Elijah is the sweetest boy ever. Yes, he has his naughty
moments (check the HamannEggs archive for details) and is occasionally brutal
to Luca. But in his gooey center he is simply the nicest child ever.
Case in point: He wanted to make cupcakes for his class for
the last day of school. This was not an assignment. Not a thing you sign up for
at the beginning of the year and regret. Eli simply wanted to do something nice
for everyone. Because it was a nice thing to do.
Who does this?
These cupcakes were no Pillsbury box effort. Eli wanted to
make them from scratch. Apparently, this involves purchasing a giant Amazon box
filled with measuring cups, sifters, cake pans, digital scales, and ten of
those little things you squeeze icing through. But we gladly okay any Eli
purchase that doesn’t involve weapons.
I arrived home the other night to a giddy Luca, who said, “Dad.
Wait until you see what happened with the cupcakes!”
What happened with the cupcakes is Eli had a little
measuring mishap, resulting in the bubbling over of much batter all over our
oven. There was thick, burned goop everywhere. On the grates, the floor, the
door, the neighbor’s roof. Everywhere.
“Whelp,” I said. “It’s the thought that counts.”
Eli had the same look Diana gets when she wants to bomb
every tick in Michigan. There was no talking him out of it. Since the cupcake
stuff was all used up, he wanted to make sugar cookies and decorate them.

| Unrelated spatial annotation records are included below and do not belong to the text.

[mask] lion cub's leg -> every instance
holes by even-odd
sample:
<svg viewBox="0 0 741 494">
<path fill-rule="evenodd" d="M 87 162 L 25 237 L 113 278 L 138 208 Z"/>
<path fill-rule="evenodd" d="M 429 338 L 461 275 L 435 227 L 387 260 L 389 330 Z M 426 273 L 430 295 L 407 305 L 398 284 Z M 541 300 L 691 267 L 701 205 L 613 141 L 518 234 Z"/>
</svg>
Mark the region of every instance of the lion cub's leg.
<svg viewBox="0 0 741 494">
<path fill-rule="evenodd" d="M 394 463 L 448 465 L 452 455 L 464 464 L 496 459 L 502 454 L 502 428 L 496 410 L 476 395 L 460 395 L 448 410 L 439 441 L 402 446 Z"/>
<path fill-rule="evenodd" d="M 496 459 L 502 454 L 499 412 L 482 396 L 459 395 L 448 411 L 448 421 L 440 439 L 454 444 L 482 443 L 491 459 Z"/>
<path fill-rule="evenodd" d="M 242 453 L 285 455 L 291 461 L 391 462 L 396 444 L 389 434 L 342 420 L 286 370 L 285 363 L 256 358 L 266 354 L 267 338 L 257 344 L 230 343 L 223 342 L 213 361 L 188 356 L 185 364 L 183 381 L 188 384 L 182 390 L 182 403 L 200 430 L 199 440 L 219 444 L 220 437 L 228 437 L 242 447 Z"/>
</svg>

Okay. But first, he had to clean out all the burned goop from
the oven so the fire department didn’t pay us a (another) visit. Eli suggested
I take goop duty. I informed him when he became a world famous chef with a hit
TV show, he’d have a whole staff to clean up his messes. Until then, there’s
the steel wool.
He did his best cleaning up. But the goop was angry and did
not want to move. It was almost 10pm, so I said let’s just throw the cookies in
there and hope for the best.
For the next 20 minutes of baking time, we raced around the
kitchen, feverously guiding plumes of thick black smoke away from our smoke
detectors. We had every window open and ran around with dual kitchen rags
whipping over our heads like helicopter blades.
Thankfully, Evanston’s bravest didn’t have to come over and
the cookies turned out pretty great. I ate several to make sure they weren’t
poisonous.
The cookies were a hit and possibly influenced his teachers
to give him all A’s. Which meant I had to hit the ATM on the way home.